The Mortier de 220 mm Tir Rapide modèle 1915/1916 Schneider or 220 mm TR mle 1915/1916 was a French howitzer designed and produced during the First World War. A number were still on hand during the Second World War and served in Belgian, French and German service.

History
Before the First World War, the doctrine of the French Army was geared towards a war of rapid maneuver. Consequently, attention was focused on light mobile field guns such as the Canon de 75 modèle 1897 with little consideration given to heavy artillery.  As the Western Front settled into trench warfare, the light field guns that the combatants went to war with were beginning to show their limitations when facing an enemy who was now dug into prepared positions.
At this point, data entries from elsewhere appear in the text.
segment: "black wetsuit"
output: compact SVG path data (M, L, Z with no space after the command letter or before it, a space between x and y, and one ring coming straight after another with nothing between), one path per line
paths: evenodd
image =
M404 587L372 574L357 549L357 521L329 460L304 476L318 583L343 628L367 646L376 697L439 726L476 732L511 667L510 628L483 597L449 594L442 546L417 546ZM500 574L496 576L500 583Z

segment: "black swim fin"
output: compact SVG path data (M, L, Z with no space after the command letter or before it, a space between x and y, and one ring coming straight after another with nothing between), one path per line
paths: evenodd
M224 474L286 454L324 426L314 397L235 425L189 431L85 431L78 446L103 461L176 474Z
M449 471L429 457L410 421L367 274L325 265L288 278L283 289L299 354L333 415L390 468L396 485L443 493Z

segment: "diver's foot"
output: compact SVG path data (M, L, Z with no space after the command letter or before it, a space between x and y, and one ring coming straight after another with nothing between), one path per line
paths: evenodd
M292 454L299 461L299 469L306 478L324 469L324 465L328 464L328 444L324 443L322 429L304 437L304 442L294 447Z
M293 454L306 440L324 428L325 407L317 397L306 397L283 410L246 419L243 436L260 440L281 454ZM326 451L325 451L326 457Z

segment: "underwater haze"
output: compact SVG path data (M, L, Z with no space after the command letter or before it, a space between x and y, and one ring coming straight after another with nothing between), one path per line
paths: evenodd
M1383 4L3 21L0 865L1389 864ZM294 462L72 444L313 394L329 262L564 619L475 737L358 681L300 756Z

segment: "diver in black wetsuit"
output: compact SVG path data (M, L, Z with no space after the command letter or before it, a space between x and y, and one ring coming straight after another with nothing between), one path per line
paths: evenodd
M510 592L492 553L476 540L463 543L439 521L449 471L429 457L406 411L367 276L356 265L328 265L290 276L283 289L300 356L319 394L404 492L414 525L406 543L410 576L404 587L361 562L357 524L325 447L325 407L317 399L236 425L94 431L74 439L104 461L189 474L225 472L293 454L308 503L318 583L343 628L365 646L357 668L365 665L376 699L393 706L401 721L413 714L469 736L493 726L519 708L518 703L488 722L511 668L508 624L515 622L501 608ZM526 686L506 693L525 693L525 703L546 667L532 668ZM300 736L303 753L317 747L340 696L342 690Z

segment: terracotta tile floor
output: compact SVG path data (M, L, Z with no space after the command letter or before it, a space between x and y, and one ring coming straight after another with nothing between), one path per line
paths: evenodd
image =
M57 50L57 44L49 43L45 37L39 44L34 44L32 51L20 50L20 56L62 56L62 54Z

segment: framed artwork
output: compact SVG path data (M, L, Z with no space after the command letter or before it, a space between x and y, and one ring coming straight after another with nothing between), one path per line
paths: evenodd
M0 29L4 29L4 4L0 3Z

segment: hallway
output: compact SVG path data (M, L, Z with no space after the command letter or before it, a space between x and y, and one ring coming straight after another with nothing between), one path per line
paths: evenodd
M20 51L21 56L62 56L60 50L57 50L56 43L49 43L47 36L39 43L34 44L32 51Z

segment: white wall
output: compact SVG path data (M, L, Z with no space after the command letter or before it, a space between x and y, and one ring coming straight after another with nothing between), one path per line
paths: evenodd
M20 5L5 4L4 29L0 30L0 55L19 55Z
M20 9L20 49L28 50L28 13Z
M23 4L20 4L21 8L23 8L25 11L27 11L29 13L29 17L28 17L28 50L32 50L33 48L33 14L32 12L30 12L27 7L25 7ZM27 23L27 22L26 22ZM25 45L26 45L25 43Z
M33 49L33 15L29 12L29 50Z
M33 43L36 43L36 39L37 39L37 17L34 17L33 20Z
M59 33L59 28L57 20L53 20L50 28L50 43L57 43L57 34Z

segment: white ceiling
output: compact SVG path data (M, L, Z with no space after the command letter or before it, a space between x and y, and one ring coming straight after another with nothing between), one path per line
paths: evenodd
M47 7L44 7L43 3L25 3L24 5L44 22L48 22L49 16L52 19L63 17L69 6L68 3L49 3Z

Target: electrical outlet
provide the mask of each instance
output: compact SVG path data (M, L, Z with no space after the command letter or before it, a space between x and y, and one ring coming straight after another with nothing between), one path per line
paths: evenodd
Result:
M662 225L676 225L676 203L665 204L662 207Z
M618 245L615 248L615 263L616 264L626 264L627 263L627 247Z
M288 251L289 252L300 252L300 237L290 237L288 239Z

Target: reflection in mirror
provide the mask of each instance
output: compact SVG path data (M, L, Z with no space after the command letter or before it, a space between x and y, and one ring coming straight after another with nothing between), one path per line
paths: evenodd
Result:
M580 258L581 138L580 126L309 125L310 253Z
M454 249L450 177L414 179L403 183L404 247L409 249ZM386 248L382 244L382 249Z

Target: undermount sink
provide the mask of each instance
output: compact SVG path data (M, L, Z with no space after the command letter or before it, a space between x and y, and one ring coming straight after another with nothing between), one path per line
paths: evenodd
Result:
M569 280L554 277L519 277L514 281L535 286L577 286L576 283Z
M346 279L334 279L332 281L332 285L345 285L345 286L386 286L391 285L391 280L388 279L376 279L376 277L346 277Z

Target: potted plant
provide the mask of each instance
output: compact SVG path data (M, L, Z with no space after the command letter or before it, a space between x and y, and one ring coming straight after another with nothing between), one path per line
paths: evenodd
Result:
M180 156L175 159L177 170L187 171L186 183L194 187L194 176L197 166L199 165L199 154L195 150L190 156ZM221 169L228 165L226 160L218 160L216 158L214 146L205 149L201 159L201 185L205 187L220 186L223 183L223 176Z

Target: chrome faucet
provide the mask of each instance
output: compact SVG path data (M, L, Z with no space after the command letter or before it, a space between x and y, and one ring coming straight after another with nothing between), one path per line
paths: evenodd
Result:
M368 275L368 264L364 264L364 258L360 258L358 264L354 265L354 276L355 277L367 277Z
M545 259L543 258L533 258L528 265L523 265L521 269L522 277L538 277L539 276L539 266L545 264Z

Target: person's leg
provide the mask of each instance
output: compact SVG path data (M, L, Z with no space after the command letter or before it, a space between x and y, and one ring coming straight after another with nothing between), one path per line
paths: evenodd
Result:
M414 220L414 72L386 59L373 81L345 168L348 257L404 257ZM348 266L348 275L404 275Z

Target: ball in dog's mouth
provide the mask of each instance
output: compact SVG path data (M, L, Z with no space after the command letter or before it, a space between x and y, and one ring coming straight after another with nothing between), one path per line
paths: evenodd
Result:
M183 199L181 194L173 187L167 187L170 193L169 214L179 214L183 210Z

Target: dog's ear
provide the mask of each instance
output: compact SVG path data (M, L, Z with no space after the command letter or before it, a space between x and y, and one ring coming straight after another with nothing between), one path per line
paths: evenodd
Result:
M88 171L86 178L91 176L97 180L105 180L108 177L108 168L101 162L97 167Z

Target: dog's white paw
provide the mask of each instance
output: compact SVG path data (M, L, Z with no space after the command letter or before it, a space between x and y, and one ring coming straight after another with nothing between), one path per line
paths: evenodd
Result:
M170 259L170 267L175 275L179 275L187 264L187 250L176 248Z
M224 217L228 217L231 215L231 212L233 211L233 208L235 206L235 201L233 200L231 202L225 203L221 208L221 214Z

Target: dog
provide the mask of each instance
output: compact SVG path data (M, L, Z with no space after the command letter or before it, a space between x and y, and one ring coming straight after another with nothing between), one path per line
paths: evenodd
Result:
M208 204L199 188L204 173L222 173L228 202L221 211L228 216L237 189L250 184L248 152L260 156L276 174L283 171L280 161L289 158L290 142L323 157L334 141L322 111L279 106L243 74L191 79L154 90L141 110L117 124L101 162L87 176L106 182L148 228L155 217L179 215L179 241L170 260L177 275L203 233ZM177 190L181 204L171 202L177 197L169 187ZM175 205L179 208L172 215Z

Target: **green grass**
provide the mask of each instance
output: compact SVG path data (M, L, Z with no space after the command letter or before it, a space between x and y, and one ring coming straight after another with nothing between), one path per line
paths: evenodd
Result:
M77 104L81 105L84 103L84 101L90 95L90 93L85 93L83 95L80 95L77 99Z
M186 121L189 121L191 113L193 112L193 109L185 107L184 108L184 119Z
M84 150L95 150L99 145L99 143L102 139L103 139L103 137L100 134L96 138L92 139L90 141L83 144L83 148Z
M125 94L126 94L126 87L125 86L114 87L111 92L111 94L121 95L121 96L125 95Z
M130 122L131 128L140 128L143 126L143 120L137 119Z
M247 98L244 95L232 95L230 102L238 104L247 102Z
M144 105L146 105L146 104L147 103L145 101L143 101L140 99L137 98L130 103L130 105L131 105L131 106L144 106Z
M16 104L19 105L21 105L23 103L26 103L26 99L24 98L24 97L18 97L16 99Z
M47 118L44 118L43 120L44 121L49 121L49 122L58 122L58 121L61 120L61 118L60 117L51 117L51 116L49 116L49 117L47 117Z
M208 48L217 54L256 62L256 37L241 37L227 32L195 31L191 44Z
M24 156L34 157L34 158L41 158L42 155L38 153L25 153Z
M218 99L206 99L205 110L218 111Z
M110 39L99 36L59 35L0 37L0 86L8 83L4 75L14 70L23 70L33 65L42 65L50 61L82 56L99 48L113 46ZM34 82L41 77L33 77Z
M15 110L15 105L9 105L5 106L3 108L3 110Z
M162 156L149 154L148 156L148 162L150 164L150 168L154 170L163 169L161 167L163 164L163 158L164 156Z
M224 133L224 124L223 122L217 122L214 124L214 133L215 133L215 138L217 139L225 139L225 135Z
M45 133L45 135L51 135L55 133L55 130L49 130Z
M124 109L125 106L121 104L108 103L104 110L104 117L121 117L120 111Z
Indirect fire, interdiction, and counter-battery fire emphasized the importance of long-range heavy artillery.

The  projectiles from the heaviest howitzer available the 155 mm CTR Mle 1904, were found to be ineffective against deeply dug in German positions. The heaviest pieces available were the de Bange 220 mm mle 1880/1891 mortars. However, these lacked mobility, had a range of only  and a slow rate of fire (1 round every three minutes) and required large crews to dig positions and erect wooden firing platforms before use.

Design
In 1909 Schneider had produced a  mortar given the designations Mortier Schneider de 9" de seige, Mortier de 9" Belgique, Mortier de 9" Russie in Schneider catalogs for Belgium and Russia.  The Belgian/Russian mortar was similar in design to the mle 1915/1916 but was lighter, had a shorter barrel, had shorter range, and fired heavier projectiles.  Schneider also decided to develop a 220 mm version in order to use existing stocks of de Bange ammunition.  These projectiles weighed about  which made shell handling an issue. The solution was a set folding rails which went from the breech to end of the box trail.  Between shots, the barrel was lowered and the projectile was slid on a stretcher up the rails to the breech for ramming home.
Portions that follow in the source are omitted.